糸くず? いいえ、どちらかというと綿菓子のできそこないのように見えます。さわってみると少し粘り気がありますが、指でつまむとすぐに溶けてしまいます。何か虫が分泌したものなのか、でも何という名前の虫かもわからないので、早速スマートフォンを取り出して『ヤマグワ 綿毛』でググってみると森林総合研究所多摩森林科学園のこのページがヒットしました。

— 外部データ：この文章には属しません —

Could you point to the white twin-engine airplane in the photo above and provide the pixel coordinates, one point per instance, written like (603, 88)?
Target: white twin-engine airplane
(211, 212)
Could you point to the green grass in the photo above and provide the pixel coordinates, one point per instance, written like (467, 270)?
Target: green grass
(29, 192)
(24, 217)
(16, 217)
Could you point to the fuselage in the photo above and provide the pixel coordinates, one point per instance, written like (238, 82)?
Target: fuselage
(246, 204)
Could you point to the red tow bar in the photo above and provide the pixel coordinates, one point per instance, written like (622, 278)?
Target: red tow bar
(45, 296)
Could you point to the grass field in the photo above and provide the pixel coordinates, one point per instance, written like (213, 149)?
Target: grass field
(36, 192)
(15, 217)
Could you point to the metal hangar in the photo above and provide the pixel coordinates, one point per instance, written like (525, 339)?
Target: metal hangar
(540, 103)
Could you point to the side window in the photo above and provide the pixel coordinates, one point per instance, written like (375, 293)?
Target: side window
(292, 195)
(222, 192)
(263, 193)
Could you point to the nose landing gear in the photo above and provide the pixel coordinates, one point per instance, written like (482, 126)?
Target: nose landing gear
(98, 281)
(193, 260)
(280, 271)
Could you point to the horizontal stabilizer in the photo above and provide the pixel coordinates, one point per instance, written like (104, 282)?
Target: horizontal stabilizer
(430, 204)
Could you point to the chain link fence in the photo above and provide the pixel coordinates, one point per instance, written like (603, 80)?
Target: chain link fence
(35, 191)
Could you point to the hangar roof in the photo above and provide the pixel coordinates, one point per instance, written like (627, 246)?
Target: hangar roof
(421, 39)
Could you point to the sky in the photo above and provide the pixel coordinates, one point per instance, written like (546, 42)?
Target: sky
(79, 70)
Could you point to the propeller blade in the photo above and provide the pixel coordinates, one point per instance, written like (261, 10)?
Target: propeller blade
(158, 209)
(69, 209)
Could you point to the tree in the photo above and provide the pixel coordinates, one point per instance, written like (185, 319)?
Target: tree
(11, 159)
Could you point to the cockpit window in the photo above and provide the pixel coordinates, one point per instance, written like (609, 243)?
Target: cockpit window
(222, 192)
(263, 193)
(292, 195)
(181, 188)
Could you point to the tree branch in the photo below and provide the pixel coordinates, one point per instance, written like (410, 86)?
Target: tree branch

どうやらクワキジラミ(桑木虱)というクワの吸汁害虫だそうで、ついたからといってヤマグワが枯れることはないそうですが、葉がくしゃくしゃとなったりと見た目が少し痛々しくなるようです。
さて「虫はどこ?」と探してみると、いました。
葉脈沿いにじっと葉につかまっているのが成虫です。このような蝋質の糸状の物質を出すのは幼虫だそうで、どこが虫体だかわからないようにするためだそうです。
虫嫌いの人には申し訳ありませんが、もう少し大きい姿の成虫がこちら。
見た目はヨコバイ(横這)に似ていると言ってもよいかもしれません。綿菓子だと思っていたら別の葉にはこんなものも……
まるで透明のザラメのようなもので、こちらも触ると粘り気がありました。ひょっとして雨などで糸状の成分が塊となって再結晶化でもしたのでしょうか。
白い糸が風に揺れる姿を見ていると、ちょっと違った白いものが葉っぱについているのを見つけました。
クサカゲロウ(草蜻蛉)の卵でしょう。優曇華ですね。
ヤマグワの実ができて熟しているかどうか確認してみようと思っただけですが、思いも寄らぬものも見つけられて勉強になりました。